So why don’t we more generally even universally accept Spinoza’s world/life view? Spinoza doesn’t argue toward any conclusion; Spinoza sets out Euclidian-like (geometrically) his grasp, understanding, vision of existence from premises made of a substance lacking nothing modifying itself through motion and rest. It is logically deduced. We as a species are not ready yet to give up our “Paleolithic emotions, medieval institutions and god-like technology” (E. O. Wilson). Furthermore, as Spinoza deduced and modern studies show, facts and truths don’t rouse people to change their ways unless it triggers an altering emotional response as well. In fact actual facts or truths (round earth, fossils older than 6K years) without that emotional power, likely arouse further entrenchment. On the basis of Alt-facts & Fake News.

Let me make this disclaimer: I’ve read and studied enough Spinoza to know that I may not know what I’m talking about. I started reading/studying him because his mind/body unity and monism made a sense I found exciting. But following his logic, as terrifically powerfully as it is, is terrifically difficult. And in my excitement I likely presume too much of my comprehension.

I don’t know what your references are but Eugene Marshall’s The Spiritual Automaton is a powerful if difficult source.

I thank you for your indugence.

Spinoza’s model, as I understand it, is that the universe is a thinking being, and that’s what God is. God is no less personal than we are. He isn’t free to choose—He can’t be other than what He is—but then, we’re not free to choose, either. We just think we are, because we’re not aware of what’s influencing our behavior.

Mind and matter are two different ways of looking at reality, a.k.a. God. For example, you can understand the mind in terms of thoughts, or in terms of brain function.

Why isn’t he more popular? Well, like the Man said, excellence is as difficult as it is rare. It took me ten years of picking up The Ethics, feeling like I was banging my head on a wall, putting it down, and picking it up again months later, before something finally clicked in my head and I read it, and maybe half understood it. That’s not conducive to becoming a best-seller, but if you want the answer to life, the universe, and everything, The Ethics is probably as close as you can get.

As for the second part of the question, “Why don’t we hear about it?”.

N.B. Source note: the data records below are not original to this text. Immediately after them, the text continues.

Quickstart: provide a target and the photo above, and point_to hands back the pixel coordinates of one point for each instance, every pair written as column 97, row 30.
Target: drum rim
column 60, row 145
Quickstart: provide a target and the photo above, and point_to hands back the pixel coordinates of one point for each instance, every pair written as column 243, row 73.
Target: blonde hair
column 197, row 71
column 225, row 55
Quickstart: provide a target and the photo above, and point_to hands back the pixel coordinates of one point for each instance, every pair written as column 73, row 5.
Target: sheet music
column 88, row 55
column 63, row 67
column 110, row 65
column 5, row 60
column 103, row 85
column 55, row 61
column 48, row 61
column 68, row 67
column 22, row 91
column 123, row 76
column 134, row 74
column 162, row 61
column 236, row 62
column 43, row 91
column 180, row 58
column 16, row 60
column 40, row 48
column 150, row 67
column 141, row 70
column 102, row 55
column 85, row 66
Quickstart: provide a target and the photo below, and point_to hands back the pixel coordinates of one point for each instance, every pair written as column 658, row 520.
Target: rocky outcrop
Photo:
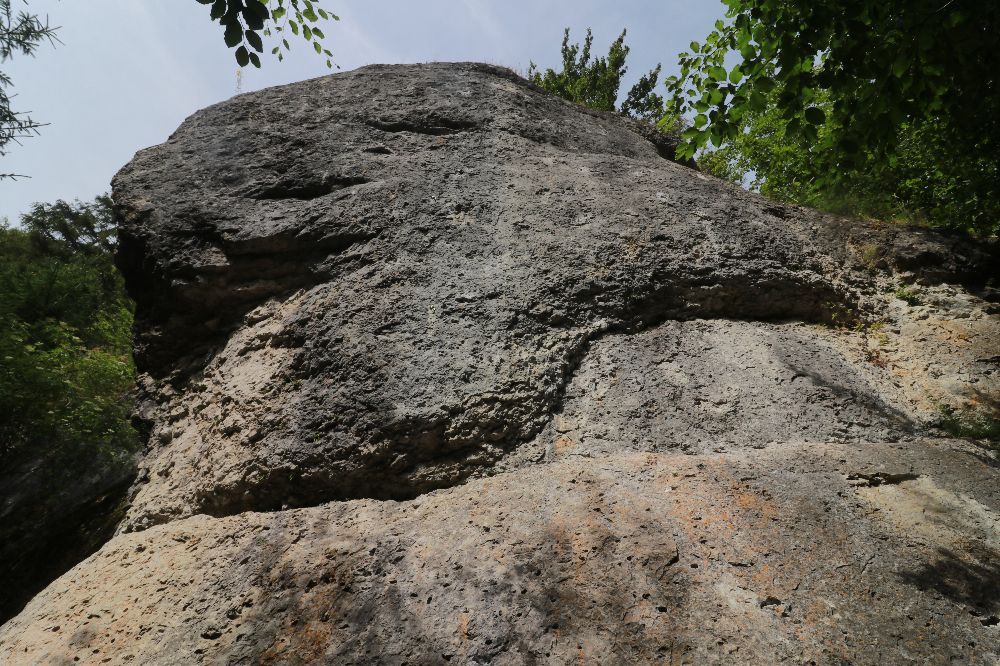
column 55, row 510
column 502, row 383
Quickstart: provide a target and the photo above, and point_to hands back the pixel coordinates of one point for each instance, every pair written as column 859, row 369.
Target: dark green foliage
column 887, row 109
column 595, row 82
column 65, row 336
column 970, row 424
column 20, row 33
column 244, row 21
column 930, row 178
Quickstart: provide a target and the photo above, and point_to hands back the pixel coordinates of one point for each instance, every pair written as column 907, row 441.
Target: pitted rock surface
column 825, row 554
column 506, row 384
column 379, row 283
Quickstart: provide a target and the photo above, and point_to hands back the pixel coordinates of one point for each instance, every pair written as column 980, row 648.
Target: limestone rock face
column 440, row 368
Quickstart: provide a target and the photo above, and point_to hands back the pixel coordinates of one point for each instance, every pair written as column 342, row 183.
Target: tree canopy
column 65, row 336
column 596, row 82
column 245, row 22
column 874, row 107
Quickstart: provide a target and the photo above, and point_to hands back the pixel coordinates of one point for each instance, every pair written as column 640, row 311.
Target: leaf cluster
column 596, row 82
column 21, row 33
column 246, row 22
column 883, row 63
column 65, row 336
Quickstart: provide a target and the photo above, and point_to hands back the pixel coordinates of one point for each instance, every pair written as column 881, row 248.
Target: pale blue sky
column 129, row 71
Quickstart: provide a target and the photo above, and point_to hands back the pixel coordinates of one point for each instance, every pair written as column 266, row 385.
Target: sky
column 127, row 72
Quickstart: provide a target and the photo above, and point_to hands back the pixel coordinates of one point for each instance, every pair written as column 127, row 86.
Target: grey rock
column 378, row 283
column 439, row 367
column 747, row 557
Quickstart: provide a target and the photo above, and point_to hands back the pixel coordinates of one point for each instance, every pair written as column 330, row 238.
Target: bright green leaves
column 65, row 336
column 815, row 115
column 718, row 73
column 595, row 82
column 246, row 21
column 884, row 63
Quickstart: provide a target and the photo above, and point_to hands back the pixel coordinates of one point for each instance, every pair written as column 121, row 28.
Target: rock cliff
column 438, row 367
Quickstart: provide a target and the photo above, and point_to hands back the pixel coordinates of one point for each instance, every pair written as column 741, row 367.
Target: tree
column 65, row 337
column 596, row 83
column 859, row 85
column 930, row 179
column 244, row 23
column 20, row 33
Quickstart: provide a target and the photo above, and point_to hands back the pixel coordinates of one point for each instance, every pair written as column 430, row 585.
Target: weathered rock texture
column 542, row 395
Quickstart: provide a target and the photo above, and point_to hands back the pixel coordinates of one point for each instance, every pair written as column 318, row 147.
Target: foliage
column 882, row 108
column 970, row 423
column 65, row 335
column 596, row 82
column 20, row 33
column 882, row 63
column 245, row 21
column 931, row 178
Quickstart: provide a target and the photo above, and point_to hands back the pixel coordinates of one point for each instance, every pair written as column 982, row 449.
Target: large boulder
column 500, row 382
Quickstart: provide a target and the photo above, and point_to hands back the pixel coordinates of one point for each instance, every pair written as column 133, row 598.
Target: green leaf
column 765, row 84
column 254, row 40
column 815, row 115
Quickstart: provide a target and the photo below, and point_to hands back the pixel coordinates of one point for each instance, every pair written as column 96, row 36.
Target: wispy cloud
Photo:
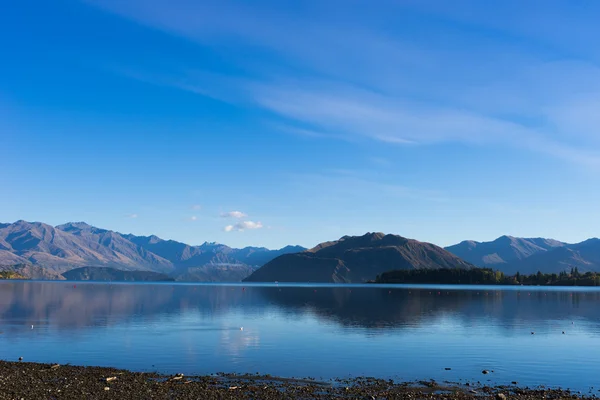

We "hear about "only what the media-industrial complex disseminates to us. And nobody with access to the media has a personal interest in fostering this conversation.

The way we could all hear about Spinoza is if they put on a reality show where someone playing Spinoza (a hunk) had to choose among gods all of whom were represented by hot women in bikinis.

They might be able to get a philosophical thought in there somewhere.

Well, hey - thanks for waking up this zombie. I am always up for a revisit to Baruch the Lensman and his thoughts of the day.

As I have come to think about it since this thread was posted and I have continued to ponder, I would say that Spinoza’s God is not more well-known and popular because:

  • It is hard to understand: it is a different starting point to ground one’s definition of God. First you have to establish a *need * have a different starting point, then agree with Spinoza’s, then agree with all of the implications that differ. It is a heavy lift.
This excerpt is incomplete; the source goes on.